The applicant complains that the domestic authorities unfairly divested him of the right to receive the invalidity pension although he had to retire early because of ill health. The applicant maintains that he had obtained several reports from university hospitals attesting to his inability to work and that the domestic courts relied solely on the report which does not state on what basis the loss in his working capacity was calculated as 58% and therefore overlooked his actual condition.
QUESTIONS tO THE PARTIES
1. Did the applicant have a “possession” in respect of the invalidity pension, for the purposes of Article 1 of Protocol No. 1 (see Moskal v. Poland , no. 10373/05, §§ 41-45, 15 September 2009)?

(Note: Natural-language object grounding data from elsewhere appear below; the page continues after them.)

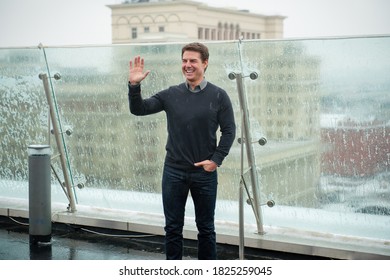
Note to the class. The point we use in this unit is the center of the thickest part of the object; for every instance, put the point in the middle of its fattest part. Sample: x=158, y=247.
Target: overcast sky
x=73, y=22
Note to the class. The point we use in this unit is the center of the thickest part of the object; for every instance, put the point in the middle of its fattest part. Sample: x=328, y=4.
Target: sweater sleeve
x=141, y=107
x=228, y=131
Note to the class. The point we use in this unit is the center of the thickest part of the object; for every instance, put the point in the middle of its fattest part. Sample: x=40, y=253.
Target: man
x=194, y=109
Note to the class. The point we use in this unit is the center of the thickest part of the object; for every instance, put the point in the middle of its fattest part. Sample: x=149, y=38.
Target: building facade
x=180, y=20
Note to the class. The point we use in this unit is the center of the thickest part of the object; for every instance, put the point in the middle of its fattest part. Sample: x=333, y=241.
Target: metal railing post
x=249, y=148
x=59, y=142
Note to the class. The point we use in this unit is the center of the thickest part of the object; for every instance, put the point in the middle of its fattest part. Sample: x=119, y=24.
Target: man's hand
x=136, y=73
x=207, y=165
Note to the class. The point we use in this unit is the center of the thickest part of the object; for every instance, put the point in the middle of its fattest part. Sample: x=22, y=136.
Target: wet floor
x=75, y=244
x=72, y=242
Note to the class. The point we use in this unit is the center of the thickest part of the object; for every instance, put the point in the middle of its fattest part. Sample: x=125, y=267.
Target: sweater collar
x=198, y=88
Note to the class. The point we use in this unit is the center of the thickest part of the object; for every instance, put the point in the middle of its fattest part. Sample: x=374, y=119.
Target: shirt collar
x=199, y=87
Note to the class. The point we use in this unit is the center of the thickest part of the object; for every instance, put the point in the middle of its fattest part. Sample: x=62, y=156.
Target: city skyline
x=47, y=21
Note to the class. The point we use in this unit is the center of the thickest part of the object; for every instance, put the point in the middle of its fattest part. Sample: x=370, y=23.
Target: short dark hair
x=197, y=47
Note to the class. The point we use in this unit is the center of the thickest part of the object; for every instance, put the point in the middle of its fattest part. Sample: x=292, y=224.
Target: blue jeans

2. If so, has the applicant been deprived of his possessions within the meaning of Article 1 of Protocol No. 1? Did that deprivation impose an excessive individual burden on the applicant (see Immobiliare Saffi v. Italy [GC], no. 22774/93, § 59, ECHR 1999 ‑ V) having regard to the fact that although he had been unfit for work the Social Security Authority stopped paying invalidity pension to him?

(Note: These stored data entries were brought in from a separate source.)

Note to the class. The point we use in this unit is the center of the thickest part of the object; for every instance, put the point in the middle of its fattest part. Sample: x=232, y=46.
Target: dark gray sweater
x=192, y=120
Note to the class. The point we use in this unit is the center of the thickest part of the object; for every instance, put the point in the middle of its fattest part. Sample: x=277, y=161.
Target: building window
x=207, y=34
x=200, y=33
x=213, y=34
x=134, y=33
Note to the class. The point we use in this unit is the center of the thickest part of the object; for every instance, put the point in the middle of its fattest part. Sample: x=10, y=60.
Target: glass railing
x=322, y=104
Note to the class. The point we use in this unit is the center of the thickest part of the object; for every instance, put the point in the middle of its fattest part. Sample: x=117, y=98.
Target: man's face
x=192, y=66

3. As regards the Forensic Medicine Institute ’ s report, on what basis did the Third Specialist Committee calculate the applicant ’ s level of disability as 58%, that is to say only two percent lower than the minimum level of disability which would have allowed the applicant to retain his benefit? In particular, did the assumptions built into the calculations of the committee sufficiently reflect the applicant ’ s occupational situation, in particular the fact that he had to retire early from his work as a waiter because his left leg was disabled? Furthermore, did the labour court provide sufficient reasons for relying on the Forensic Medicine Institute ’ s report rather than the other medical reports submitted by the applicant?

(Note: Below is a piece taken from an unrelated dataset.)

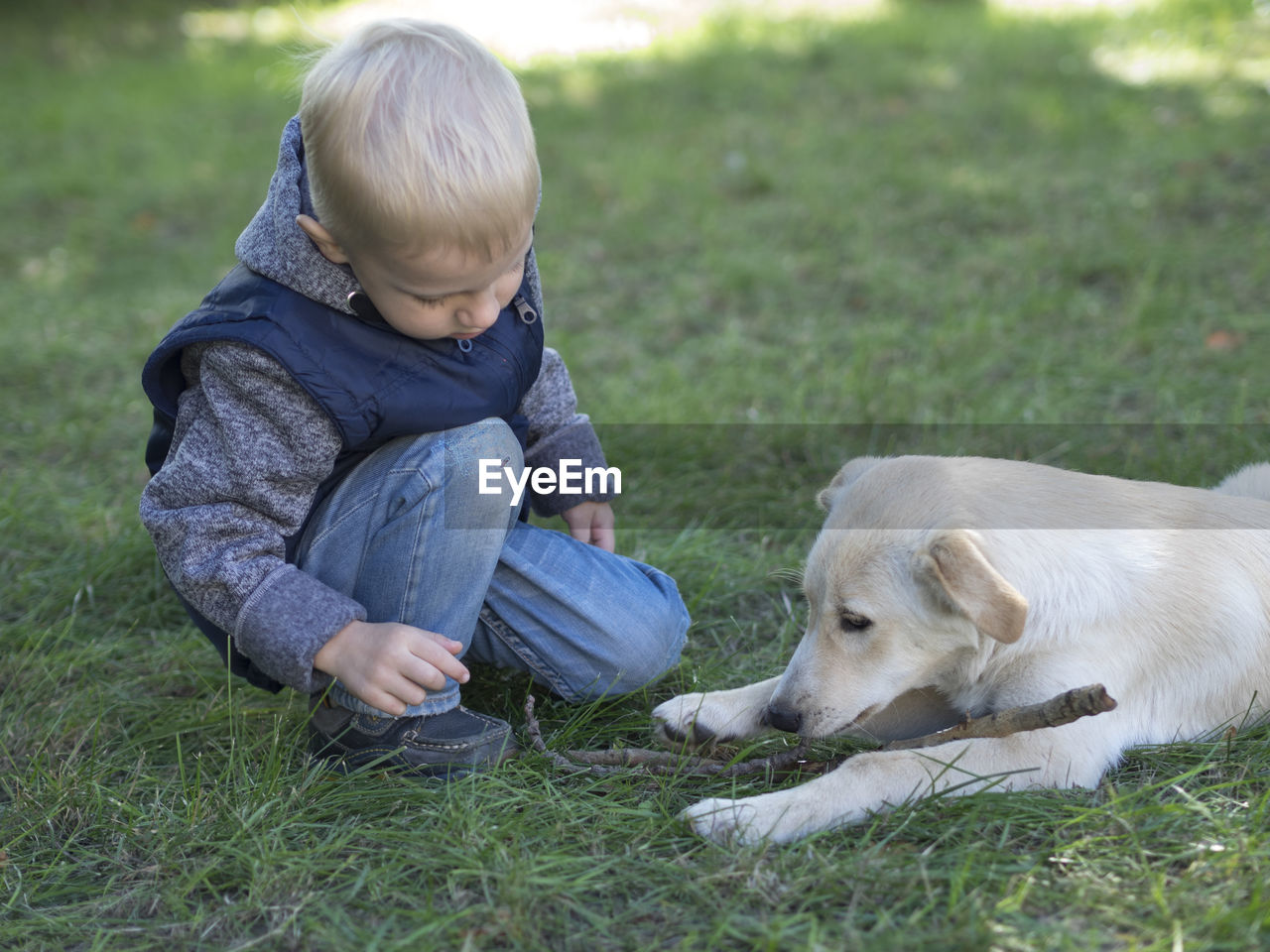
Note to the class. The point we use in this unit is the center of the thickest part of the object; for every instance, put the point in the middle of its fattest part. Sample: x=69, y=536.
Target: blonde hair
x=417, y=136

4. As regards the revocation of the invalidity allowance, was any other type of social benefit available to the applicant, owing to his disability, on which to subsist (see Béláné Nagy v. Hungary [GC], no. 53080/13, § 123, ECHR 2016)?
The Government are requested to provide the complete medical file of the applicant including all health reports that the applicant did not present in his application to the Court. The Government are also asked to provide the Social Security Authority ’ s decisions in respect of the applicant ’ s invalidity allowance and the relevant correspondence. Finally, the parties are requested to submit copies of all the relevant documents concerning the proceedings before the labour court and the Court of Cassation.